Anchors and Reporters started doing newscasts from their homes. Interviews were often done over Facetime, Skype or Zoom.

Now, as there is finally an end in sight for the COVID pandemic, many changes in TV news will likely stay.

D’Artagnan Bebel, senior vice president, and general manager at KRIV, the Fox-owned TV station in Houston, said his correspondents have found it easier to book interviews for their pieces by using Zoom instead of sending a crew to travel to a location and set up and then break down equipment, which can take more than hour.

“A lot more people are saying yes,” Bebel said. “They pop on, they do it and it’s less time on their part. It give us the ability to create more content.”

Even at the network level, it is likely things will be different. “I think the days of sending a full camera crew to grab what will ultimately be a 12-second sound bite for a ‘Nightly News’ piece are over,” said NBC News President Noah Oppenheim. “In many ways, it’s actually opened up what we can do because it means a lot of the logistics getting cameras to places or people to studios are no longer obstacles to conversations we want to have.”

With phones that shoot broadcast-quality video, it is likely that the future will not include as many News Photographers.

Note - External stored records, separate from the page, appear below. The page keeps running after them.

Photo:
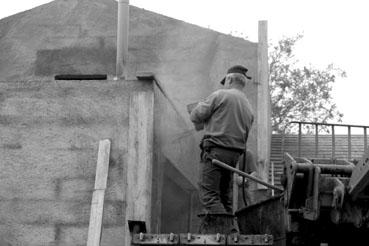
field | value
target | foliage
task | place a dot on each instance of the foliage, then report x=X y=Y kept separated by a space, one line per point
x=299 y=93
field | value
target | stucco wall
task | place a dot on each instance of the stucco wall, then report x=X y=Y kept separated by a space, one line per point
x=51 y=129
x=79 y=36
x=48 y=149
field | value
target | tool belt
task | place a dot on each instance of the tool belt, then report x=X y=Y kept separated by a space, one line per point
x=206 y=145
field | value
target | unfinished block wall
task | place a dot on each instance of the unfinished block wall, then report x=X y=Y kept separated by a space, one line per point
x=48 y=152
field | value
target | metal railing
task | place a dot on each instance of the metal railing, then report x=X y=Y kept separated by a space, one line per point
x=333 y=139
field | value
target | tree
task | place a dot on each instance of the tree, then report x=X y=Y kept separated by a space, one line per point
x=299 y=93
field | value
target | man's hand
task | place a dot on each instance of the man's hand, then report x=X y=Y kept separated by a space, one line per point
x=190 y=107
x=247 y=182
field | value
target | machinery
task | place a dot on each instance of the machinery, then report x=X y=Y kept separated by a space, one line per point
x=324 y=202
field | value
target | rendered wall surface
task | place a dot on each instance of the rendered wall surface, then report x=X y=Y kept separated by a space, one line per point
x=79 y=36
x=48 y=148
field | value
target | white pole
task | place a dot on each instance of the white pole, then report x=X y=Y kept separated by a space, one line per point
x=122 y=39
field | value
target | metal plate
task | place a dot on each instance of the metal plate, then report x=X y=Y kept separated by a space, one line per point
x=202 y=239
x=245 y=240
x=360 y=177
x=155 y=239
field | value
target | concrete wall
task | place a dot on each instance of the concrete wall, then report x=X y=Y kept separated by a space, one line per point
x=48 y=149
x=79 y=36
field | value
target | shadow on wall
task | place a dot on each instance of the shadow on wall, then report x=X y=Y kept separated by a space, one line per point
x=180 y=203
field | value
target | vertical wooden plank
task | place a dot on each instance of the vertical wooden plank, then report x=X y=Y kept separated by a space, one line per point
x=299 y=140
x=97 y=204
x=102 y=166
x=365 y=140
x=263 y=103
x=235 y=191
x=140 y=159
x=333 y=143
x=316 y=140
x=349 y=142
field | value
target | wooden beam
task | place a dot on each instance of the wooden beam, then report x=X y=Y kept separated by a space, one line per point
x=97 y=204
x=263 y=104
x=140 y=159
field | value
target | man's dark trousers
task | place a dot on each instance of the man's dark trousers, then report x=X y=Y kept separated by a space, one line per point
x=216 y=182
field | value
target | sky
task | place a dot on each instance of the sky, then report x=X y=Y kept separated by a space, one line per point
x=334 y=32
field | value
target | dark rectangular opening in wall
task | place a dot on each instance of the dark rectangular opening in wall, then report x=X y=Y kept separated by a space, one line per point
x=81 y=77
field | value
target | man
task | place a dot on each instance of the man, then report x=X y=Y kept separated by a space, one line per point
x=227 y=118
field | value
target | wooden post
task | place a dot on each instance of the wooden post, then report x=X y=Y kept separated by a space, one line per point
x=140 y=159
x=263 y=104
x=97 y=204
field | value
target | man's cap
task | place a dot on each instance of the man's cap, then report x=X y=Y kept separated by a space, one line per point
x=236 y=69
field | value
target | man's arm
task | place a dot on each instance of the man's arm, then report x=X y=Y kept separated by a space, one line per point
x=203 y=111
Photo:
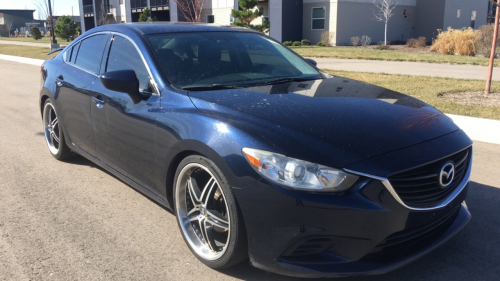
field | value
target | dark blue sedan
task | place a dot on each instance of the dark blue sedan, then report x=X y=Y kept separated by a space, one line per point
x=259 y=154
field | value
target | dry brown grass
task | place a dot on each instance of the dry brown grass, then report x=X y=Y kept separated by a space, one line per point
x=460 y=42
x=421 y=42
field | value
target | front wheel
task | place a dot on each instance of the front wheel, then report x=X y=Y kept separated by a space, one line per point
x=207 y=214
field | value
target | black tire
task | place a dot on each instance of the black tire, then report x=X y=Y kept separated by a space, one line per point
x=63 y=151
x=237 y=247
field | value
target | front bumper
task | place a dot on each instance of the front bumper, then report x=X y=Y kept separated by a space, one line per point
x=325 y=235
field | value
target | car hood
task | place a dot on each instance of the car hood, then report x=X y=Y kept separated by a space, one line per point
x=334 y=121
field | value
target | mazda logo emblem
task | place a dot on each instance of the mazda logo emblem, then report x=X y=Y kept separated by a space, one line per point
x=447 y=174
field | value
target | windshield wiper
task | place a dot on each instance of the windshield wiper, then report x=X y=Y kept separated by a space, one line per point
x=285 y=80
x=209 y=87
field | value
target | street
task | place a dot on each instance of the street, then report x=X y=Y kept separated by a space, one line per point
x=74 y=221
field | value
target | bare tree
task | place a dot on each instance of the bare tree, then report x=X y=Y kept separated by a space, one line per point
x=42 y=7
x=192 y=10
x=383 y=13
x=103 y=17
x=7 y=26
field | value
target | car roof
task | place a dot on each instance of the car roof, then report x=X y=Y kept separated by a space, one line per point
x=167 y=27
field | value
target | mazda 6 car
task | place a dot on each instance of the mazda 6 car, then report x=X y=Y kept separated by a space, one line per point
x=260 y=155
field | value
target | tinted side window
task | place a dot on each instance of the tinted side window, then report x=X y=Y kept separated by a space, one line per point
x=90 y=53
x=124 y=56
x=74 y=52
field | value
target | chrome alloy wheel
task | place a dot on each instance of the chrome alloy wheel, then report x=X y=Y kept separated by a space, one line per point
x=51 y=128
x=202 y=211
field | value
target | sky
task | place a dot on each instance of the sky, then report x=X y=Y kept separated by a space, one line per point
x=62 y=7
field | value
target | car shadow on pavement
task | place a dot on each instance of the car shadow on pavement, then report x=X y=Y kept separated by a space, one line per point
x=472 y=254
x=80 y=160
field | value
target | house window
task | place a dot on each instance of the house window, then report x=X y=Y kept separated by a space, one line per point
x=318 y=18
x=491 y=13
x=473 y=19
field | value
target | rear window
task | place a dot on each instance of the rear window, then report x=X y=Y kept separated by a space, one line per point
x=90 y=52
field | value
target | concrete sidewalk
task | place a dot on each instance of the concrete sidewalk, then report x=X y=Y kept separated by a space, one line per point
x=30 y=44
x=409 y=68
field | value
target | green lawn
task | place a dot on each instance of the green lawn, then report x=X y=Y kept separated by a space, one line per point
x=26 y=51
x=390 y=55
x=428 y=88
x=30 y=39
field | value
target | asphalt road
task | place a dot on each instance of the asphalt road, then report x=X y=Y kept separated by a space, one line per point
x=74 y=221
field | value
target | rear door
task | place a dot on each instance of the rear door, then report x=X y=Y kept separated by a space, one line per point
x=74 y=82
x=124 y=130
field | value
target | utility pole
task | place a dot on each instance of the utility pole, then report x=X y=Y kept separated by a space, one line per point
x=493 y=48
x=53 y=44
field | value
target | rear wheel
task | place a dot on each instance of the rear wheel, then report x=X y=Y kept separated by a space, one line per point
x=207 y=214
x=54 y=133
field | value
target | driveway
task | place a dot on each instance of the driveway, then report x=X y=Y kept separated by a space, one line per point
x=74 y=221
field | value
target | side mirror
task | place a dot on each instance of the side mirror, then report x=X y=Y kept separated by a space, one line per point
x=312 y=62
x=124 y=81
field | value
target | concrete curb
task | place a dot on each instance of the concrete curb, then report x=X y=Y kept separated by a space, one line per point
x=22 y=60
x=478 y=129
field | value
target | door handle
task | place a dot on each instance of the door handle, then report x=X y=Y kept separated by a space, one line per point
x=59 y=80
x=98 y=102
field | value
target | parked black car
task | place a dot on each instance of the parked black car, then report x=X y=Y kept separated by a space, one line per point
x=259 y=154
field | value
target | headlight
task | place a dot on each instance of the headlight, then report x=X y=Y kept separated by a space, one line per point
x=298 y=174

“I can have my Reporter shoot the story on their iPhone, edit on their laptop all without them having to step a foot inside the station,” a News Director told FTVLive.

MMJ’s have been around for years, but the pandemic could be speeding up the hiring of them in larger markets and the job of Photographer could be going the way of the dinosaur.

Also on the hit list is Makeup artists.

While you would be hard-pressed to find one in small and mid-markets, there were still often used in big markets and the network lever.

During the pandemic, many Makeup Artist were sidelined from working and some ended up giving tutorials over Zoom so that anchors could touch up themselves. Many stations and networks might not want to bear the costs of bringing them back.

When you watch old clips of TV news and you see everyone sitting so close together, or Reporter’s live talking to people without masks it looks strange.

The pandemic has changed all of us, and it appears has changed the business we work in as well.